SECRETS OF THE LATE REBELLION.


CHAPTER I. INTRODUCTORY. EXPLANATIONS AND PLEDGES.

THE "History of the Great Rebellion," as some have called it, or of "The American Conflict," as others have called it, has been written over and over—by Greeley, by McClusky, by Abbott, by Kattell, by Pollard, and by others—and it is not my intention to write it again: but I Purpose, as Macaulay says in the first two words of that wonderful History of England in which, by the magic of his pen, he has made facts, which, until then, had lain only in the brains of old women, in the traditions of old men, in forgotten newspapers, and in neglected pamphlets, come forth in all the habiliments of life; some grinning with merriment, and others frowning with despair—some as angels of heaven, and others as demons of hell—I Purpose, throughout the whole of this volume, to write of the sayings and doings of those who, in the great war between the United States and the "Southern Confederacy," stood in the side wings, or behind the scenes, as proprietors, as stockholders, as lessees, as stage managers, as prompters, as scene-shifters, as curtain-droppers, as wire-pullers, and without whom the acts before the scenes could not have been, and would not have been, enacted.

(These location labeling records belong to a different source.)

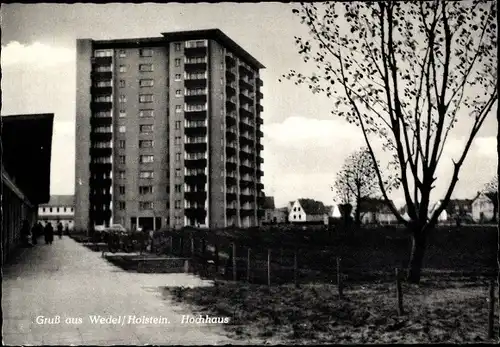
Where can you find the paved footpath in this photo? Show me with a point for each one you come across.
(72, 282)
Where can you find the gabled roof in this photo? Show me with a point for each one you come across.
(61, 200)
(268, 203)
(375, 205)
(313, 207)
(26, 153)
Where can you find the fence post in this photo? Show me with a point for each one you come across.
(234, 262)
(295, 269)
(399, 293)
(269, 267)
(491, 309)
(339, 279)
(248, 265)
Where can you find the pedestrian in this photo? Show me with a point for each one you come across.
(25, 234)
(49, 233)
(59, 230)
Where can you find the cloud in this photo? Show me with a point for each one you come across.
(36, 55)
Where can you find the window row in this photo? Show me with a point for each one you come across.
(57, 209)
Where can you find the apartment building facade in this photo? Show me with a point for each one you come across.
(168, 132)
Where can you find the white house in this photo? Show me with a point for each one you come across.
(482, 208)
(59, 209)
(307, 211)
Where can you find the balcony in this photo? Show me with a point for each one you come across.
(231, 134)
(195, 63)
(97, 106)
(195, 179)
(198, 95)
(97, 90)
(101, 75)
(230, 60)
(247, 112)
(231, 89)
(231, 118)
(246, 83)
(194, 79)
(100, 61)
(246, 99)
(198, 213)
(231, 165)
(198, 197)
(230, 75)
(199, 163)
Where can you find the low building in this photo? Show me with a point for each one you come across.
(376, 211)
(26, 153)
(483, 208)
(307, 211)
(60, 209)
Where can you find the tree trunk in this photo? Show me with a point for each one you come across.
(417, 254)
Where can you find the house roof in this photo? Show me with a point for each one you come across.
(61, 200)
(375, 205)
(312, 207)
(26, 153)
(268, 203)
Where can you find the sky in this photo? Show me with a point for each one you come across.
(304, 145)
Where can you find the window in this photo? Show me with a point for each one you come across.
(103, 53)
(144, 98)
(145, 113)
(143, 190)
(146, 159)
(145, 205)
(146, 83)
(146, 52)
(145, 143)
(145, 67)
(146, 174)
(146, 128)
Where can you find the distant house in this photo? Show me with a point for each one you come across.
(60, 208)
(483, 208)
(376, 211)
(307, 211)
(459, 207)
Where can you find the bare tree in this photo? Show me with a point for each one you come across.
(357, 180)
(405, 72)
(491, 191)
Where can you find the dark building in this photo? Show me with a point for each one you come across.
(168, 132)
(26, 153)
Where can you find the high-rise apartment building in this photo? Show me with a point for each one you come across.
(168, 132)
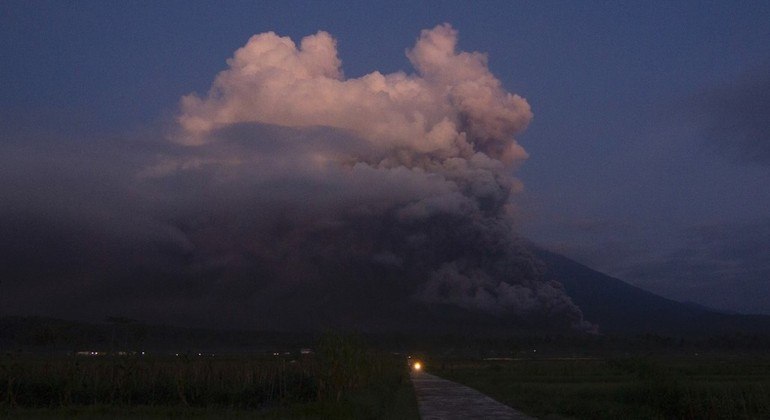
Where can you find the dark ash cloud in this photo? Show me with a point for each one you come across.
(288, 191)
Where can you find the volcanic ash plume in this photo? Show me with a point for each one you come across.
(400, 182)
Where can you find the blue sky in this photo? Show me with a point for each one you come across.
(649, 152)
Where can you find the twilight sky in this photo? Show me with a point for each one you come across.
(646, 154)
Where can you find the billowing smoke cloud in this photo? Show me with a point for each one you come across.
(291, 186)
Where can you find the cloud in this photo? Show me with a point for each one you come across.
(289, 189)
(734, 118)
(453, 107)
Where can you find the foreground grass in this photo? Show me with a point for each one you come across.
(638, 388)
(343, 379)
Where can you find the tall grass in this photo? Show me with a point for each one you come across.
(342, 370)
(632, 388)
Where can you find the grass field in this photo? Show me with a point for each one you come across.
(629, 388)
(342, 379)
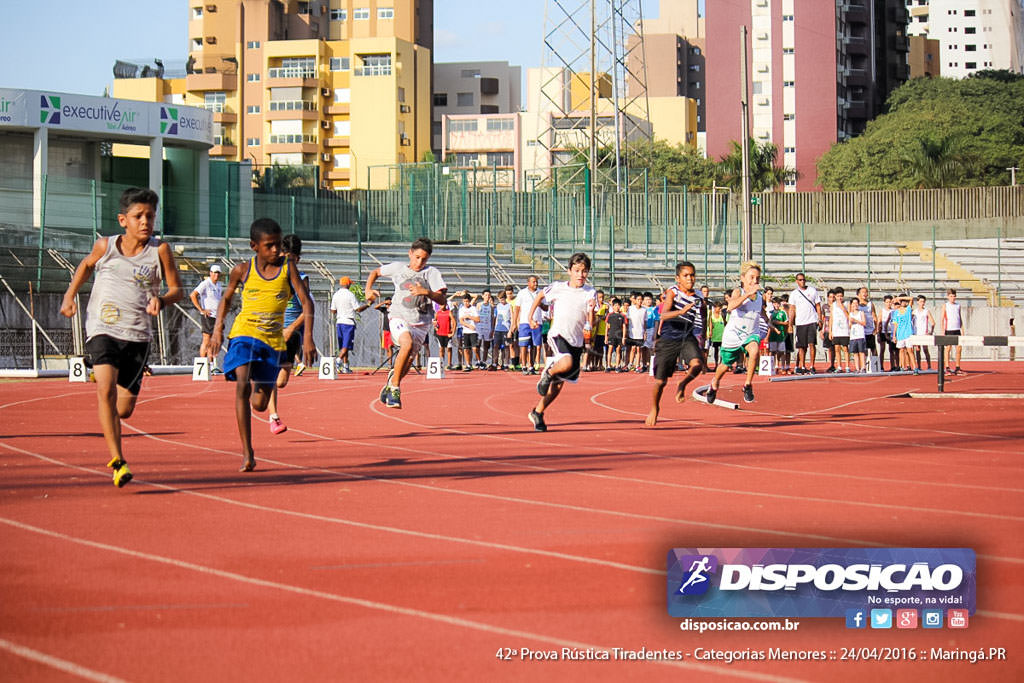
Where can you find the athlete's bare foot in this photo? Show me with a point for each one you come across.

Many, yea, most of those who attended to their various parts behind the scenes, while those in front were attending to theirs, have gone to their long homes. Like the hero of a hundred battles—

"They sleep their last sleep and have fought their last battle,

No sound can awake them to glory again;"

yet a few remain, scattered throughout the North, scattered throughout the South, in cities, in towns, in offices, in workshops, in negro huts; and from these, and such as these, we have gathered and now propose to put on record, the inner or secret history of the greatest war of the nineteenth century—a war in which more men were engaged, more deeds of valor done, more lives lost, and during which there was more of masterly diplomacy exercised, on both sides, than in any war which has occurred since the days of the Roman empire.